Más serenos, fueron hacía un rincón donde había una mesa y unos bancos,  sentándose uno frente al otro.
Acodado en la mesa y hablando lentamente, Ezequiel le explicó lo que hacía en ese lugar. Había llegado a esos barrios siendo estudiante, para completar una investigación que necesitaba  para la tesis de su carrera. Fue así que se encontró con las historias de estas gentes y tomó contacto con sus vidas.
No había podido ser indiferente. Los hombres, las mujeres y sobre todo los niños, hicieron que Ezequiel dedicara su vida a acompañar a estos seres olvidados por la sociedad.
Todos los días, Ezequiel visitaba barrios de viviendas inseguras, sin terminar, y cubriendo la falta con cualquier material de desecho, ayudaba y enseñaba a construir. Llevaba su afecto, su palabra y también todo lo que pudiera reunir para remediar las carencias.
Ezequiel le pidió que lo acompañara en sus visitas, Pedro accedió y a partir de entonces perdió la noción del mundo y del ámbito que había sido el suyo durante años. Vio lo que seguramente habría querido ignorar. Atrapado en sus estudios las noticias le pasaban de lado, no se detenía a prestarles atención.
Pensaba: ¿qué vida he vivido? Un mundo ajeno y abrumador existía y él, aislado en su pueblo, sentado ante su escritorio y mirando por la ventana el cielo y los cerros lejanos.
La imagen de Ezequiel que con humildad creaba a su alrededor afectos fraternales, y la de esos chicos que lo rodeaban jugando y riendo, habían penetrado hondo en Pedro.
El hecho que determinó su destino, sucedió una tarde en que habían ido a un barrio abigarrado de casuchas y pasillos. Como de costumbre los chicos llegaban corriendo cuando veían a Ezequiel.
En esa villa vivía Nico con su familia; su casa era una casilla de chapas y cartones tan precaria que daba la impresión de caerse a pedazos al menor soplo. Ezequiel comentaba los planes que tenía para mejorarla cuando apareció Nico en la puerta gritando.
– ¡Ezequiel, viniste! ¡Ahora voy, esperame!
Al decir esto, empezó a correr hacia ellos. De pronto, se inició un tiroteo. Para un lado y para el otro de la calle, cruzaban las balas.
Ezequiel gritó desesperado y fue a su encuentro.
– ¡ Nico, cuidado!
Lo cubrió con su cuerpo, lo alzó y empezó a caminar con el niño entre los brazos.
Ezequiel se fue cayendo mientras la sangre lo cubría. Una bala lo había alcanzado y yacía en el suelo mientras Nico a su lado lo abrazaba llorando.

Para Pedro no hay olvido. Con la valija en la mano y rumbo a la estación, sólo puede llorar.
Cruza la avenida y se para frente a la entrada.
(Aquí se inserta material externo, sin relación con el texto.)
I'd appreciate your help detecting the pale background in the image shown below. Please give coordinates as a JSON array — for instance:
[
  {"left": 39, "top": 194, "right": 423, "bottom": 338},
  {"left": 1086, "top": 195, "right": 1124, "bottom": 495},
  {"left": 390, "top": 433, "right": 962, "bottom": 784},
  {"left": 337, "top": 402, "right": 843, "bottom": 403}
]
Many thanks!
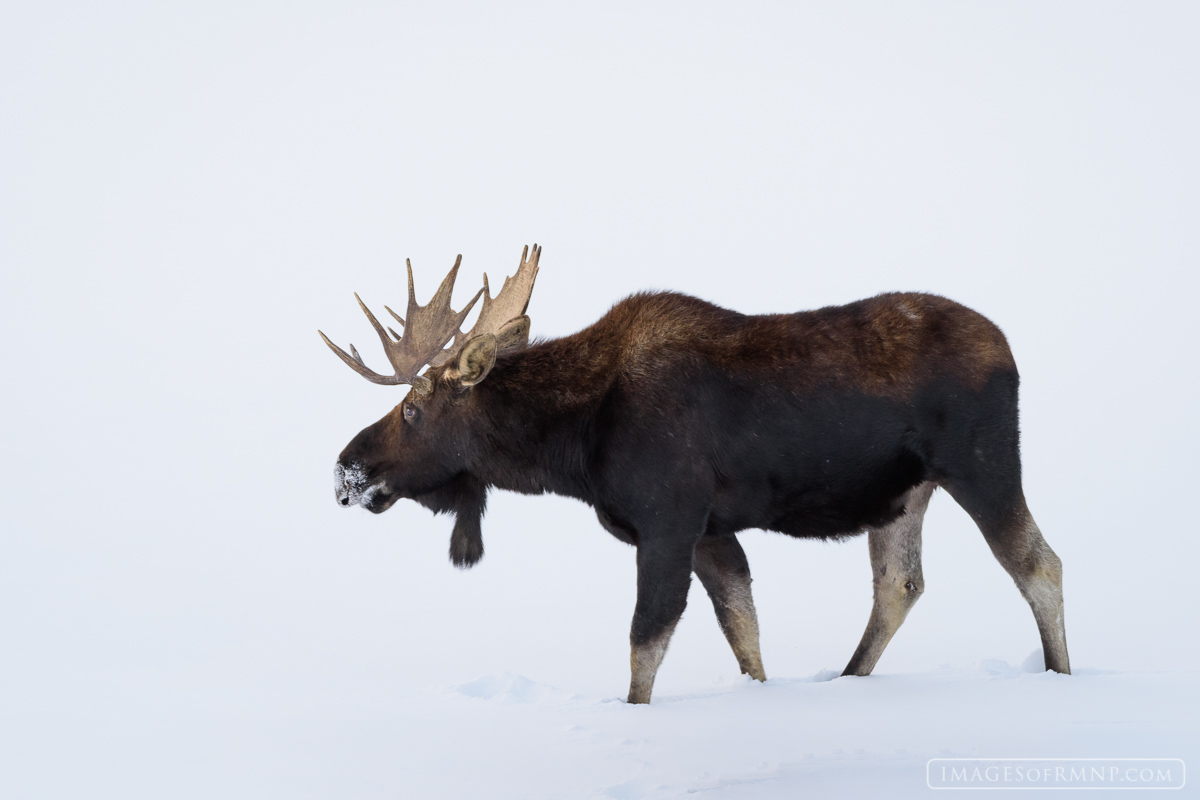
[{"left": 0, "top": 0, "right": 1200, "bottom": 796}]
Dentro los trenes indiferentes solamente se ocupan de llevar gentes, también indiferentes.
Con angustia se pregunta: ¿cómo vuelvo a mi pueblo? Ese mundo que se le ha presentado como una herida sangrante, lo lleva a preguntarse una vez y otra vez: ¿cómo puedo volver?
Piensa en Ezequiel y retorna sobre sus pasos, cruza la avenida y con la valija en su mano, Pedro se pierde en la oscuridad.
La lluvia cae sin parar, el piso brilla y las catedrales siguen invertidas.